Starship Troopers 3 (2008, Edward Neumeier)
Two women are praying, and a giant beastie made of dodgy CGI is arising from a volcano, until Casper Van Dien’s dodgy-CGI power suit comes and rescues them. Looks like the worst movie ever, and practically a cartoon with all the poorly-rendered graphics. Neumeier wrote the original Starship Troopers and Robocop, so he can’t be all bad, but he also wrote all their shameful sequels, so maybe he is.
The Funhouse (1981, Tobe Hooper)
Looks like our heroine (who played Mozart’s wife in Amadeus) has finally reached the breaking point into psychosis when presented with the dead body of her (husband? brother? best friend?) by a robot clown. After a long suspenseful chase sequence, a dude in a drooling latex mask catches up with her, but gets electrocuted and chewed up in some gears while she screams uselessly. Some heroine. A forgotten feature made by Tobe between Salem’s Lot and Poltergeist, from the writer of that gag 1990 Captain America movie.
Blood Creek (2009, Joel Schumacher)
The man once in charge of the Batman franchise is now making direct-to-video nazi zombie flicks? Apparently his career was destroyed not by his derided comic movies or his despicable follow-up 8mm, but by the 2004 Phantom of the Opera. Some people are running from the nazi, and some from the zombie, who has a wormie in his forehead just like Jeffrey Combs in From Beyond. Anyway, this looks no good, but at least the effects are better than the above three movies combined. From the “writer” of a whole bunch of remakes.
Stone (2010, John Curran)
Robert De Niro’s house is on fire! He rescues his wife, who gripes some religion at him. Flash forward, Rob is retiring, and is an asshole. Then he finds, and does not kill Ed Norton, who steps back into the shadows. Some stuff about redemption and god’s will, oh and here’s Milla Jehovavich finally, in a bar. The sound mixer thinks he’s all that. Was a time I wouldn’t have missed a De Niro/Norton movie, but that time was about a year before The Score came out. From director of The Painted Veil and writer of Junebug – weird combination.

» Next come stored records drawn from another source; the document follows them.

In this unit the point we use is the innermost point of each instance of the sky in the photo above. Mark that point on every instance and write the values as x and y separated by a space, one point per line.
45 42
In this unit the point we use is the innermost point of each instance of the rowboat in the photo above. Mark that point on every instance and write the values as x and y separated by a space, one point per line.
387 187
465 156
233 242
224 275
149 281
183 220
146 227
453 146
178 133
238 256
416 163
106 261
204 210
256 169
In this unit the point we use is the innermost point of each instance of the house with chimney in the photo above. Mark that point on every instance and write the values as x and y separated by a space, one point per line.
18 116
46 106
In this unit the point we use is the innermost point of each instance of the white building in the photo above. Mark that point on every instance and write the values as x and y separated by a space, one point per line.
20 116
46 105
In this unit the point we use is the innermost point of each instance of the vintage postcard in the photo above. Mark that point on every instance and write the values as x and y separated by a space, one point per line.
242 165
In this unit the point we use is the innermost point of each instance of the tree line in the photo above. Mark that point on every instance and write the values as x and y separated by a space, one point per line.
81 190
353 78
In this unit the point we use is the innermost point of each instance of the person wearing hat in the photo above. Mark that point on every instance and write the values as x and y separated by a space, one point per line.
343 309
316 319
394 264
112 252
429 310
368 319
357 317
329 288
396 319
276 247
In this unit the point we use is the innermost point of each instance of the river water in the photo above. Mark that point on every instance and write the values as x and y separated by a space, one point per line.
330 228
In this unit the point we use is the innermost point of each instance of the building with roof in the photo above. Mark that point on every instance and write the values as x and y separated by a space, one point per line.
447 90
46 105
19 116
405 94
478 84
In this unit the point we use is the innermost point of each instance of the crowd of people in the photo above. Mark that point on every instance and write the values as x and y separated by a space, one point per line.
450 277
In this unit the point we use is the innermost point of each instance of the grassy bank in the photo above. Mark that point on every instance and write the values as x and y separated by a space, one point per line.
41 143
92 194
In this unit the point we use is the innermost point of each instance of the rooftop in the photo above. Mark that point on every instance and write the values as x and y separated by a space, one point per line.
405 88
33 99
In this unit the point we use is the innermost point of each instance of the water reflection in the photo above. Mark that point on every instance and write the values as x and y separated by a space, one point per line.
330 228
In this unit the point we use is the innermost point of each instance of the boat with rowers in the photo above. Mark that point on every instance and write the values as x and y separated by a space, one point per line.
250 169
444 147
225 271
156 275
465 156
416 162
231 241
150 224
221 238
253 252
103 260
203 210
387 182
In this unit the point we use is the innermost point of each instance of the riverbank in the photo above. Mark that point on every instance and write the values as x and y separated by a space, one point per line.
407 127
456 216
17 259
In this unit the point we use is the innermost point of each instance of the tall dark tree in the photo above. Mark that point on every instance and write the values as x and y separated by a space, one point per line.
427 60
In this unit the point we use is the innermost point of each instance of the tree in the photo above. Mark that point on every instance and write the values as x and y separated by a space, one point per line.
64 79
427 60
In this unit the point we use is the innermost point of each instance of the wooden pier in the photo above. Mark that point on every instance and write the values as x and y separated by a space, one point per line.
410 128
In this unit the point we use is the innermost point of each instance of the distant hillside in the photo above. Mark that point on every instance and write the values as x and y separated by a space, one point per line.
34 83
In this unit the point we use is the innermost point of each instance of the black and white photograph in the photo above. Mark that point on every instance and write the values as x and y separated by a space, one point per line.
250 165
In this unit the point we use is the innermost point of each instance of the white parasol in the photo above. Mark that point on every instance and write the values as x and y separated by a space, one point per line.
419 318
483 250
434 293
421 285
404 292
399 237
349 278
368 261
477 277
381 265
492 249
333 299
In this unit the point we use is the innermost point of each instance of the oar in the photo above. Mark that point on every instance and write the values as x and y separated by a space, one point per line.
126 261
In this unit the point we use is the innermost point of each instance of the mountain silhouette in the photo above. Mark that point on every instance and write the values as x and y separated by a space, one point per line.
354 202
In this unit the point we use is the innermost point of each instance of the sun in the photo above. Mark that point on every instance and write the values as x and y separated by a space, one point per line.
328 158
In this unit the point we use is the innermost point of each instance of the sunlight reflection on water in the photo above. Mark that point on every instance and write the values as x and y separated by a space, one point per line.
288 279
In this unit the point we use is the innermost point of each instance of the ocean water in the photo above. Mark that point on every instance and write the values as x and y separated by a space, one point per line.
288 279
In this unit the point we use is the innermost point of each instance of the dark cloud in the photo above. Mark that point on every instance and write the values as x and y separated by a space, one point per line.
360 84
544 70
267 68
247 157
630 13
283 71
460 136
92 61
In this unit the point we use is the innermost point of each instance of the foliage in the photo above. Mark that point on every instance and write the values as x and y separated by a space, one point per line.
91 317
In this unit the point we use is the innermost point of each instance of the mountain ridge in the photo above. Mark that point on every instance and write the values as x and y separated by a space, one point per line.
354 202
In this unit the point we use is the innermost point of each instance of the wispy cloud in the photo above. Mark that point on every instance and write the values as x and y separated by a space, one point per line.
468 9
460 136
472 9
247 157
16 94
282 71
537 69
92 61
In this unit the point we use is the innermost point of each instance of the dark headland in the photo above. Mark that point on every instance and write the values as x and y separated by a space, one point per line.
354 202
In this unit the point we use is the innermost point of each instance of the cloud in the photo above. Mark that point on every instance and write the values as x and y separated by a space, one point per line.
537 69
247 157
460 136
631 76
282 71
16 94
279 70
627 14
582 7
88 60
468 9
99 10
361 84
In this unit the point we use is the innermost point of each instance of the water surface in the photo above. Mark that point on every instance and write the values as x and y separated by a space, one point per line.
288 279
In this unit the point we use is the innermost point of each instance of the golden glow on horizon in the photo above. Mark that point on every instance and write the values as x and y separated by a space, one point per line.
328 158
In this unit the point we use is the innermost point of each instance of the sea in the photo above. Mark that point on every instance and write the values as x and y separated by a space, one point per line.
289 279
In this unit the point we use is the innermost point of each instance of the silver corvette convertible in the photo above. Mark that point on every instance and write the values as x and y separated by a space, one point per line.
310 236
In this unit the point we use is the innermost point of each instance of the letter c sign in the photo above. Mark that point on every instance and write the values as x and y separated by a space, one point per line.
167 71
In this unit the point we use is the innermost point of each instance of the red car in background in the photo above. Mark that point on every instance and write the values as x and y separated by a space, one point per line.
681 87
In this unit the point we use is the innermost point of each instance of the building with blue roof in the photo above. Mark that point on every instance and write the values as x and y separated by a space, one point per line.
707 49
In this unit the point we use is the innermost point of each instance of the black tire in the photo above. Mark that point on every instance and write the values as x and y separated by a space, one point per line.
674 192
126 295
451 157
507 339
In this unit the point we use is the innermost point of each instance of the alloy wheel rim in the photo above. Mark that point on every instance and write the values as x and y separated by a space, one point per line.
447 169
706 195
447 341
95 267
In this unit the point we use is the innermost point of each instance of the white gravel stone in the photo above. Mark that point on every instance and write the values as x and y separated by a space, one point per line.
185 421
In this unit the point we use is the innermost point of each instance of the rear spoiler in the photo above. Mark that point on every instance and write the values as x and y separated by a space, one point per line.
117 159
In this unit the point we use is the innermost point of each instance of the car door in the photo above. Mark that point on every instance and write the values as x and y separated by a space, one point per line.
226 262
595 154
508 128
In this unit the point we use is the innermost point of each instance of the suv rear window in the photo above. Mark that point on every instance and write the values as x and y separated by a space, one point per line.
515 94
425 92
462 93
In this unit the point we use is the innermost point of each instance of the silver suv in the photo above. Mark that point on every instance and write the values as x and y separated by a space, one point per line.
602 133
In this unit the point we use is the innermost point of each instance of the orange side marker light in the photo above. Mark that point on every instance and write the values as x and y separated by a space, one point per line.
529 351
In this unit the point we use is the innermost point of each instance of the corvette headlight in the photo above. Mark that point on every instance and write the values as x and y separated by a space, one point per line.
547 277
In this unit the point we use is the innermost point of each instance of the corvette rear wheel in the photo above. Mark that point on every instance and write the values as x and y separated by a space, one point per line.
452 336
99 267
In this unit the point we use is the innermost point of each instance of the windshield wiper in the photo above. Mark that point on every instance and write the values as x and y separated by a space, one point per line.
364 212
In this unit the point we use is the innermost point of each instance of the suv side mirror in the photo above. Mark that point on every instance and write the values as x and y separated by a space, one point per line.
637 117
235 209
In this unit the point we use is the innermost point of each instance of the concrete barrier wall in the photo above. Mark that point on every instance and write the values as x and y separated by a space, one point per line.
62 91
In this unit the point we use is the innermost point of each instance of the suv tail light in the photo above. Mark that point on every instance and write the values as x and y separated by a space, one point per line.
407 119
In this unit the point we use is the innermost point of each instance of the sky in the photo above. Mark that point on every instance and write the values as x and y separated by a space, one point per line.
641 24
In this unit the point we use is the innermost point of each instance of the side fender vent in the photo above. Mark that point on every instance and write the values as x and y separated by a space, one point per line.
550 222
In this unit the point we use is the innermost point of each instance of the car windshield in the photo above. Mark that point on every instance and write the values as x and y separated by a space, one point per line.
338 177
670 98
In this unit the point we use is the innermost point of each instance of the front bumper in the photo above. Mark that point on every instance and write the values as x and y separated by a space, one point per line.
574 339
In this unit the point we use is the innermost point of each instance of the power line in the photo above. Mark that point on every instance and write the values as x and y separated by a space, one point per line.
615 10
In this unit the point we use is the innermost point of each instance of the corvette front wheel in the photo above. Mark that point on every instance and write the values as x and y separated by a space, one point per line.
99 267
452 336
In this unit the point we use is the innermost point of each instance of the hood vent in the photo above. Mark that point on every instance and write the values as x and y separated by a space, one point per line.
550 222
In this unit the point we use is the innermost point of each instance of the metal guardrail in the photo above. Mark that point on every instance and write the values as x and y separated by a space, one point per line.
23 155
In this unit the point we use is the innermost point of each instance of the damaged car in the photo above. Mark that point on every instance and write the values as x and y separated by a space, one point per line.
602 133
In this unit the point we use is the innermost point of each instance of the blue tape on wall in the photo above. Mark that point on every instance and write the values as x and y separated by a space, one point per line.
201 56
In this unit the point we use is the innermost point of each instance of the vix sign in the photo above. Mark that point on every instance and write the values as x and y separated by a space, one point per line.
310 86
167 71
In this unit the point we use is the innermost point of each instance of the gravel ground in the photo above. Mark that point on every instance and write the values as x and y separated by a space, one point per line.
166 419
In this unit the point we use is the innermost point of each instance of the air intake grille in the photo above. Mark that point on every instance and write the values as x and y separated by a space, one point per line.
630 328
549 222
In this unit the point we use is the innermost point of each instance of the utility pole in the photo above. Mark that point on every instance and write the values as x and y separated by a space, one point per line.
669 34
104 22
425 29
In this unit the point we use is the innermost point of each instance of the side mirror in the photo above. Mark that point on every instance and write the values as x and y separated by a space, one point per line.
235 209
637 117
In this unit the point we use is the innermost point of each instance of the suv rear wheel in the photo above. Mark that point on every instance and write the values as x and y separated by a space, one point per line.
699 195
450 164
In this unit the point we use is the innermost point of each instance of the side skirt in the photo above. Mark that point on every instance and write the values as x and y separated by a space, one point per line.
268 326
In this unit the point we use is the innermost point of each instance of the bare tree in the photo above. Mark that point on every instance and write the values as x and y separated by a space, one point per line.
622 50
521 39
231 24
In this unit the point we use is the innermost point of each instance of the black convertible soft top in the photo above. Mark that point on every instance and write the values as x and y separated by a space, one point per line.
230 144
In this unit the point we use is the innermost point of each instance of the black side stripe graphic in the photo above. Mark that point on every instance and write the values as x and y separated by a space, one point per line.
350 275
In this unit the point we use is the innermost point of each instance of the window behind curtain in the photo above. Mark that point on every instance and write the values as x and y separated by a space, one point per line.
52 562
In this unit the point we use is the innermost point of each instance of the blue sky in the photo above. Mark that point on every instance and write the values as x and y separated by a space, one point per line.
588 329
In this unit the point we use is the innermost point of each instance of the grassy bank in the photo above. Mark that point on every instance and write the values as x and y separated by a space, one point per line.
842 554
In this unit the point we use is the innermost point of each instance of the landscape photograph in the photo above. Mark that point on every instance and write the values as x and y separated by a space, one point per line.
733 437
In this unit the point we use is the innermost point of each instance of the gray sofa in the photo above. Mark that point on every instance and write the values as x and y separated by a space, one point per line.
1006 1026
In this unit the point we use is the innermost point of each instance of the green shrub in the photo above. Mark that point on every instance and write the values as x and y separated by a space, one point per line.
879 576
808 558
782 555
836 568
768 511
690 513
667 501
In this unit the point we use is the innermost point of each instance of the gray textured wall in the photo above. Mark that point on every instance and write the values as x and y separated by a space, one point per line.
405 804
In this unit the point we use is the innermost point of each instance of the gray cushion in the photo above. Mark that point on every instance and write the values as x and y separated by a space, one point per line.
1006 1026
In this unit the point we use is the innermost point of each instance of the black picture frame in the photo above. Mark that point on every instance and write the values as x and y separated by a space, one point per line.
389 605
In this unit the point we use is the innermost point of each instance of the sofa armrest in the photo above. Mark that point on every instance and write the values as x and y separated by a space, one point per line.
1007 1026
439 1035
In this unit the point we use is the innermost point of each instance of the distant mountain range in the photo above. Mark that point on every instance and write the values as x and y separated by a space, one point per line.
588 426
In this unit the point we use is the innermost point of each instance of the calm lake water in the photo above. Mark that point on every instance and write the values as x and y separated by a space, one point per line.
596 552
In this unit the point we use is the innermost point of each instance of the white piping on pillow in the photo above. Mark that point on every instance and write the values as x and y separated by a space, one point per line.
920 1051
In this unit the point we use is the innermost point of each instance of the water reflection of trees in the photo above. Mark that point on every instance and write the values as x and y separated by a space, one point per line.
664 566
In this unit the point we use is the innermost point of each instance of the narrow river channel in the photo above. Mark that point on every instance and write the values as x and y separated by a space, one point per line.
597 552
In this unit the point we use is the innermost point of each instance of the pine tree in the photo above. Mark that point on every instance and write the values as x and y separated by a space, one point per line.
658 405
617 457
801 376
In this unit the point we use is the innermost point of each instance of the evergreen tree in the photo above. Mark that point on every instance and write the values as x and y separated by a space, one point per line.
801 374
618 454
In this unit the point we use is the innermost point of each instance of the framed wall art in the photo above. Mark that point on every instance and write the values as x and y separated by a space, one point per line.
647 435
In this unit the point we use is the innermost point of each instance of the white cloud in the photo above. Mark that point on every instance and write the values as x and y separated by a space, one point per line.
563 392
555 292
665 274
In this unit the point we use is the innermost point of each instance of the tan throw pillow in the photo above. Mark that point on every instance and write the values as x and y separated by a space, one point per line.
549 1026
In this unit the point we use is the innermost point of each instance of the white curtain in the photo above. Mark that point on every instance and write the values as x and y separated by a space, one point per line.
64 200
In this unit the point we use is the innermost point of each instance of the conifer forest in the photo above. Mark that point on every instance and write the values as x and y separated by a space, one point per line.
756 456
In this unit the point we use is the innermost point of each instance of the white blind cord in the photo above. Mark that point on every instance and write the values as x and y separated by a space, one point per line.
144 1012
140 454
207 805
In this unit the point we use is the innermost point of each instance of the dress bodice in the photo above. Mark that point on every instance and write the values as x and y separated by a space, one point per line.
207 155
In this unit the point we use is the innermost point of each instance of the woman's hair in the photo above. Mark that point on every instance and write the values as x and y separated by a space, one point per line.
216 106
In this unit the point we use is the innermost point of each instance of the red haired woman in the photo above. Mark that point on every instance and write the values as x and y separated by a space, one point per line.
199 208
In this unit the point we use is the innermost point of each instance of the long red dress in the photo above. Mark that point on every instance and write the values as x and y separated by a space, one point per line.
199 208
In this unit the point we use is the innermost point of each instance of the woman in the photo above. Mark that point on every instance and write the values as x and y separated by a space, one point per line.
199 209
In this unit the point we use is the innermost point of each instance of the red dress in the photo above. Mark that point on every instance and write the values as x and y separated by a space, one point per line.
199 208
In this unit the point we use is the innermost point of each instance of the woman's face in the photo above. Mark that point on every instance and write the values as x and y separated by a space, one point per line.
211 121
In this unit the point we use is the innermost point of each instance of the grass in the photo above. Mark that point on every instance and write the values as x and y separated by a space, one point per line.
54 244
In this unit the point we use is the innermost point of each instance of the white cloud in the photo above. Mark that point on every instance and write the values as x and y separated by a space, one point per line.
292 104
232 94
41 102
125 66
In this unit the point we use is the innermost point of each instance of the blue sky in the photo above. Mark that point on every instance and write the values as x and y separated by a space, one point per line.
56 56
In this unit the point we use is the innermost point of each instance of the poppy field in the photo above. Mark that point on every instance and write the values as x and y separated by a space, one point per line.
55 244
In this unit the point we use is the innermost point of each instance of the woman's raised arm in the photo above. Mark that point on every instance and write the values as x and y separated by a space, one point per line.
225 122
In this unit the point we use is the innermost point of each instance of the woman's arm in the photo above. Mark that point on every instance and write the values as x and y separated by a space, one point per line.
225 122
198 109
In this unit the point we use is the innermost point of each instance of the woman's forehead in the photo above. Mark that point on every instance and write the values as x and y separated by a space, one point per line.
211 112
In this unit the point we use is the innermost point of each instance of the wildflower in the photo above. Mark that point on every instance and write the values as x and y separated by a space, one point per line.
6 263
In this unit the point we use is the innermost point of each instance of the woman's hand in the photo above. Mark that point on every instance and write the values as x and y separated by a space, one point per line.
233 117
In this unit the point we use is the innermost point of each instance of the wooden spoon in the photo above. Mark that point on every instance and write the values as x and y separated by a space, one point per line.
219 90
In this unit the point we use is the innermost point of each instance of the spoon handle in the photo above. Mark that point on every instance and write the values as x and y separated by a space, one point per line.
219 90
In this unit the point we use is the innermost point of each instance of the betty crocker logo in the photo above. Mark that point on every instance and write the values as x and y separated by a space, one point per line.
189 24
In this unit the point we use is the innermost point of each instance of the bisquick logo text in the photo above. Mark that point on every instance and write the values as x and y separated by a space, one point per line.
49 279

War of the Worlds (2005, David Latt)
Another one of those quickie direct-to-video titles designed to confuse Blockbuster patrons looking for the Tom Cruise version. C. Thomas Howell plays substitute Tom Cruise here (he’s also sub-Jennifer Connelly in The Day The Earth Stopped and sub-Will Ferrell in The Land That Time Forgot). Some guy informs us D.C. is gone (budget filmmaker’s motto: tell, don’t show) and the rebellion is hiding out in the Blue Ridge mountains, and oh here’s Jake Busey as an authoritarian dick army man, cool. But Howell makes it to D.C., gazes at some CG backgrounds, crosses a bridge that crumbled in a totally believable way (destroyed but for a convenient walking path down the center), chats with a dying alien tripod (err, 4 or 5-pod) and is reunited with his family in the last minute. Just like the Spielberg version, except not any good. From the writer of The Da Vinci Treasure, AVH: Alien vs. Hunter and Allan Quatermain and the Temple of Skulls.